The Creative Commons is a not-for-profit organization devoted to expanding the range of creative work available for others to legally build upon and share.

Table of contents
1 Aim
2 History
3 Localization
4 See also
5 Projects using Creative Commons licenses
6 External links

Aim

Their website allows copyright holders to grant some of their rights to the public while retaining others, through a variety of licensing and contract schemes, which may include dedication to the public domain or open content licensing terms. The intention is to avoid the problems which current copyright laws create for the sharing of information.

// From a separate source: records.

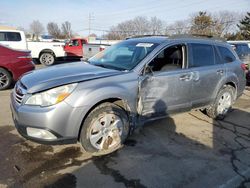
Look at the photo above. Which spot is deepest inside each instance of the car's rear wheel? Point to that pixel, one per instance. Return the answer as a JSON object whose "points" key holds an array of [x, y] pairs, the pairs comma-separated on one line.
{"points": [[223, 103], [5, 79], [105, 129], [47, 59]]}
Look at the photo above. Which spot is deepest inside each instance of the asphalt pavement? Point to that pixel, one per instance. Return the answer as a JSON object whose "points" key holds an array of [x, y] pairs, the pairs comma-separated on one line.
{"points": [[184, 150]]}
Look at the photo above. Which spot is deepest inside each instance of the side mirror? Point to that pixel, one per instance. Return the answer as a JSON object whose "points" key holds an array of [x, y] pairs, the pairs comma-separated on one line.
{"points": [[148, 70]]}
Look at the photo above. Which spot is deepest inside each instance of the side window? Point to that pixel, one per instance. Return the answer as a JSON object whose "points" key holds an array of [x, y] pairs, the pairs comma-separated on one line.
{"points": [[2, 36], [10, 36], [226, 54], [74, 43], [203, 55], [168, 59]]}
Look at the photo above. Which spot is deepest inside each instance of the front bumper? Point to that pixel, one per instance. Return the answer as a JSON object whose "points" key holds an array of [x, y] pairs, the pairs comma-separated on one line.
{"points": [[61, 120]]}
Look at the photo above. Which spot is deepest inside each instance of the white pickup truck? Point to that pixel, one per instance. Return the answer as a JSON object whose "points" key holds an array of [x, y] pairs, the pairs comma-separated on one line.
{"points": [[45, 52]]}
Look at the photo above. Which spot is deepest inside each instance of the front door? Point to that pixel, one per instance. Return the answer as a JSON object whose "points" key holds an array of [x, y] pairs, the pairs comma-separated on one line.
{"points": [[208, 71], [166, 84]]}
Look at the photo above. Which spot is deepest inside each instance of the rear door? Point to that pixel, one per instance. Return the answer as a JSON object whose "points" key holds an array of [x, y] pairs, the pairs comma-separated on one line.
{"points": [[166, 85], [208, 71]]}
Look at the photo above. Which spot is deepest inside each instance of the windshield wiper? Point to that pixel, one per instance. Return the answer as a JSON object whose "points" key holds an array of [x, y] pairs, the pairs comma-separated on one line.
{"points": [[109, 67]]}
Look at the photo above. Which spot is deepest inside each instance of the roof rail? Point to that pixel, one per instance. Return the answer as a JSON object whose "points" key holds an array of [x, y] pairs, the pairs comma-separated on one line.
{"points": [[140, 36], [197, 36]]}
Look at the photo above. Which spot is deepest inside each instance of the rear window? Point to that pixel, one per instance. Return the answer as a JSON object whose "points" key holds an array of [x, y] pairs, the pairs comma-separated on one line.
{"points": [[203, 55], [226, 54], [10, 36]]}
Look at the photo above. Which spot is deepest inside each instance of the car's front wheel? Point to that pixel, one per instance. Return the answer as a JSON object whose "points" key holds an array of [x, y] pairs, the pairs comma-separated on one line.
{"points": [[222, 103], [105, 129], [47, 59]]}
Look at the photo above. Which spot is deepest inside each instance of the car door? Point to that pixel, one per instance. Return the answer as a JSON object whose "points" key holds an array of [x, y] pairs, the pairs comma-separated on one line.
{"points": [[165, 85], [207, 72]]}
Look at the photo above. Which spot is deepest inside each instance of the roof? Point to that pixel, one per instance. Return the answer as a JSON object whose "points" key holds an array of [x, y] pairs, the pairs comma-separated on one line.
{"points": [[152, 39], [179, 38], [2, 27]]}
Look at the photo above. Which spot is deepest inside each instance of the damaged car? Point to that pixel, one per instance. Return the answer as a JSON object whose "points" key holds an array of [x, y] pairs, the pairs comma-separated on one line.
{"points": [[99, 102]]}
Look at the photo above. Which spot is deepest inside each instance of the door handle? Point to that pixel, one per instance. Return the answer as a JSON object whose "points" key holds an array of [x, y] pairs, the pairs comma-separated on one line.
{"points": [[220, 72], [185, 77]]}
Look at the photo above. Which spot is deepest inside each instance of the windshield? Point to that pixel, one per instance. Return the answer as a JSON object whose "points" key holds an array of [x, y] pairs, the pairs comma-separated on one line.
{"points": [[123, 56]]}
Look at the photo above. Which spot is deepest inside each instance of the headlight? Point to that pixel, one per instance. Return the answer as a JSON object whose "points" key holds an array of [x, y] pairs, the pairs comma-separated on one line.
{"points": [[52, 96]]}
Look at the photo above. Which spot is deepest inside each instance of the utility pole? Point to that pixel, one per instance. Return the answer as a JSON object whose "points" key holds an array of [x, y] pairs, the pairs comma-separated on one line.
{"points": [[91, 17]]}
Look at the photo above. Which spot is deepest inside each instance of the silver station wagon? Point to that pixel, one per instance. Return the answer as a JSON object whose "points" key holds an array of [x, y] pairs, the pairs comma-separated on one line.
{"points": [[99, 102]]}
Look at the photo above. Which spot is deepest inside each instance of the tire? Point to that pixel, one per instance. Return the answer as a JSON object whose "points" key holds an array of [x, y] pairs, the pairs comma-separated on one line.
{"points": [[104, 130], [5, 79], [222, 104], [47, 58]]}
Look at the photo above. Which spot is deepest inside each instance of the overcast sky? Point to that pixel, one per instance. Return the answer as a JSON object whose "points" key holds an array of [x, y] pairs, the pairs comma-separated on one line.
{"points": [[105, 13]]}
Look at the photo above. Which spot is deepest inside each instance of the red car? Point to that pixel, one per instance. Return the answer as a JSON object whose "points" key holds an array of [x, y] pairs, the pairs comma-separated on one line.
{"points": [[13, 64], [248, 77], [74, 47]]}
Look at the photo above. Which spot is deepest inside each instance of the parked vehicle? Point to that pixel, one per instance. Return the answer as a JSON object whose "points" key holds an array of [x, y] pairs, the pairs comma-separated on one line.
{"points": [[74, 47], [13, 38], [248, 77], [13, 63], [45, 52], [89, 50], [81, 48], [140, 79]]}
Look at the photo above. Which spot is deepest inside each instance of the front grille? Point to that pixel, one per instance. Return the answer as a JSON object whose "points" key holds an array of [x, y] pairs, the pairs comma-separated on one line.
{"points": [[19, 93]]}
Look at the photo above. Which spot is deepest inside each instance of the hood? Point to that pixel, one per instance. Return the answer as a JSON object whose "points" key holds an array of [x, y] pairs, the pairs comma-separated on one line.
{"points": [[58, 75]]}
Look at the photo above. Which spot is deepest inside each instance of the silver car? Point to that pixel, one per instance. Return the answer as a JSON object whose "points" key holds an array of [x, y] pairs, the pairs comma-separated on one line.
{"points": [[99, 102]]}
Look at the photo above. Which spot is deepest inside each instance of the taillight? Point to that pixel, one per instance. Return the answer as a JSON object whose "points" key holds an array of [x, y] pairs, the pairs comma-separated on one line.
{"points": [[101, 49], [25, 57], [243, 66]]}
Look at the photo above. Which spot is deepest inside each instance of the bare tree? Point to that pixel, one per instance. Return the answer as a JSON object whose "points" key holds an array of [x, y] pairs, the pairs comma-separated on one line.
{"points": [[178, 27], [36, 29], [156, 26], [66, 29], [54, 30]]}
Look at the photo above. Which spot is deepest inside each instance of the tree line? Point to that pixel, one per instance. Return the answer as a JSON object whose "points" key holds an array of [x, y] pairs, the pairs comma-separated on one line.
{"points": [[224, 24], [37, 29]]}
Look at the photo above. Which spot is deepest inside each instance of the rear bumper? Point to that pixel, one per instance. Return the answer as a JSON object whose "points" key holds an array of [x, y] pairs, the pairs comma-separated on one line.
{"points": [[248, 76], [60, 140]]}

The project provides several free licenses that copyright holders can use when they release their works on the web. They also provide RDF/XML metadata that describes the license and the work to make it easier to automatically process and locate of licensed works. They also provide a 'Founder's Copyright' [1] contract, intended to re-create the effects of the original U.S. Copyright created by the founders of the U.S. Constitution.

History

Creative commons was officially launched in 2001.

Lawrence Lessig is the founder and chairman of Creative Commons and started the organization as an additional method of achieving the goals of his Supreme Court case, Eldred v. Ashcroft.

Localization

Among the Creative Commons projects, the iCommons (International Commons) intends to fine tune the Creative Commons legal wording to the specifics of individual countries. This is because the main Creative Comments licenses are written with the US legal model in mind, thus the wording may not be perfect for other countries. As of November 26, 2003, Brazil, Finland Japan and Taiwan have joined this initiative [1].